Wo gibt es Informationen zu möglichen Dividenden?

Welche Aktien mit hohen Dividenden aufwarteten, können Investoren anhand eines Dividendenkalenders nachlesen. Viele Finanzportale liefern online eine detaillierte Auflistung der letzten Jahre. Zukunftsprognosen sind hingegen wie bei allen Finanzprodukten mit Vorsicht zu genießen, da selbst Analysten nur Schätzungen für potenzielle Dividenden abgeben können.

Aktien bewerten mithilfe der Dividendenrendite

Investoren nutzen die Dividendenrendite als Kennzahl für die Bewertung einer Aktie. Die Dividendenrendite wird ermittelt, indem der Dividendenbetrag durch den Kurs der Aktie dividiert und das Ergebnis mit 100 Prozent multipliziert wird.

Beispielsweise ergibt sich bei einem Aktienkurs von 200 Euro und einer Dividendenzahlung von zehn Euro eine Dividendenrendite von fünf Prozent: 10 € / 200 € x 100 % = 5 %.
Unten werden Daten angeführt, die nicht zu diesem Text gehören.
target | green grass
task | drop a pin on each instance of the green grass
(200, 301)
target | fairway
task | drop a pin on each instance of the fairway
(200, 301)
Diese Kennzahl hat jedoch nur eine sehr begrenzte Aussagekraft über die Gesamtrentabilität eines Unternehmens. Professionelle Investoren bewerten Dividendenpapiere vor einer Investition anhand von mehr als 20 weiteren Kennzahlen.

Dividenden als Anlagestrategie

Viele Anleger investieren gezielt in sogenannte Dividendenpapiere. Das heißt, sie investieren in Unternehmen, die in den vergangenen Jahren regelmäßig Dividenden an ihre Aktionäre ausgeschüttet haben.

Statistiken belegen, dass die Dividenden für die Rendite bei Investitionen in Aktien in den vergangenen Jahrzehnten immer eine bedeutende Rolle gespielt haben.

Seit dem Jahr 1960 betrug der Anteil der Dividende am Gesamtgewinn bei Investitionen in Aktien des S&P 500 Index in den USA beispielsweise rund 82 Prozent.

Steuerrechtliche Behandlung der Dividenden

Dividenden zählen wie Zinsen zu den Kapitalerträgen. Daher muss der Empfänger die für Kapitalerträge festgelegte Abgeltungssteuer in Höhe von 25 Prozent zuzüglich des Solidaritätszuschlages (5,5 Prozent) und eventuell zuzüglich der für ihn geltenden Kirchensteuer in Höhe von acht oder neun Prozent je nach Wohnsitz an das Finanzamt abführen.

Für Personengesellschaften und Einzelunternehmen gilt in Bezug auf Steuer bei Dividendeneinkünften das Teileinkünfteverfahren. Sind Kapitalgesellschaften wie eine GmbH oder eine AG zu mindestens zehn Prozent an einem Unternehmen beteiligt, müssen Sie erhaltene Dividenden in der Regel nicht versteuern.